We live in a richer, but environmentally poorer world: UN

While 44 of 140 countries are seeing their GDP rise, their inclusive wealth index is registering a decline

 
By DTE Staff
Last Updated: Tuesday 27 November 2018

Many countries lose their natural assets like water, clean air, forests and biodiversity. Credit: Getty ImagesThe inclusive wealth of one-third of the countries in the world has declined, but their gross domestic product (GDP) has increased, finds the Inclusive Wealth Report 2018 presented by the UN Environment and partners in Paris on Monday.

While GDP measures the size of a country’s economy, inclusive wealth index focuses on stocks of manufactured, human and natural capital. This means that 44 out of 140 countries are gaining wealth at the cost of environmental assets like water, clean air, forests and biodiversity. The inclusive wealth index is a tool assessing a nation’s ability to look after its wealth in a way that is sustainable and safeguards its future generations.

This is after the recent Intergovernmental Panel on Climate Change (IPCC) report said that the world has just 12 years left to limit global warming to 1.5°C.

“The health of an economy is drawn from the health of the environment,” said Pushpam Kumar, senior economic advisor at UN Environment and coordinator of the report. “To make the right choices that will keep us on a sustainable path, we have to be able to properly measure our progress. This report will equip policy-makers with the right numbers, so that they can make the right decisions to deliver results for generations to come.”

The biennial report, which was curated by more 200 scientists from all over the world, finds The Republic of Korea, Singapore and Malta as the nations that have had the most economic growth. The report also revealed that carbon damage is relatively larger in high-income countries.

India too sails in the same boat, the Ministry of Statistics and Programme Implementation had said last month in a report on environment accounts.

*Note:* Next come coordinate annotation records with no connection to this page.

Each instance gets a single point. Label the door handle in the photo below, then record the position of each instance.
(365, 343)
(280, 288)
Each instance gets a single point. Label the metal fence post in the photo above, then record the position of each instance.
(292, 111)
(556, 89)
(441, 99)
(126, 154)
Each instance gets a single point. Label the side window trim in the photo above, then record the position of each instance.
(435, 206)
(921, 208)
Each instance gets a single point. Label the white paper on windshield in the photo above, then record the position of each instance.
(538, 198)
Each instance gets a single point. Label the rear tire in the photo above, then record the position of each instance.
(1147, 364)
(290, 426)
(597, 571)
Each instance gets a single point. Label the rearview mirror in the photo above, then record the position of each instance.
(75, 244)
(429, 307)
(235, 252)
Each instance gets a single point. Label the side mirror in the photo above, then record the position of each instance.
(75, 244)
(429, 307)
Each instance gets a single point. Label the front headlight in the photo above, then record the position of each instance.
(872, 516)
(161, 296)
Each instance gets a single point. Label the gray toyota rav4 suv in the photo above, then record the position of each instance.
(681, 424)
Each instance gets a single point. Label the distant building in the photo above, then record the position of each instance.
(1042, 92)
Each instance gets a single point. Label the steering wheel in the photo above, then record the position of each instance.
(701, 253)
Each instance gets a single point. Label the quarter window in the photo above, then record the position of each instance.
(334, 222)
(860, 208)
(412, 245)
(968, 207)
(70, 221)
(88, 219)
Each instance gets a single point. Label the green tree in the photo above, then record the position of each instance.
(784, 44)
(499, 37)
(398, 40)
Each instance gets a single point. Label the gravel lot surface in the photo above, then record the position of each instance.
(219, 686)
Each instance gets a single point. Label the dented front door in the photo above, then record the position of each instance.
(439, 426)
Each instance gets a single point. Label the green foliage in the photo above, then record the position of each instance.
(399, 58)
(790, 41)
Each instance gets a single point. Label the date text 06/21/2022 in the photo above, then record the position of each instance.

It had revealed that India’s economic growth took a toll on its natural assets like forests, food and clean air. It had added that when the average growth rate of gross state domestic product (GSDP) during 2005-15 for almost all the states was around 7-8 per cent, 11 states registered a decline in their natural capital.

These reports remind the world about how important sustainable use of natural resources is.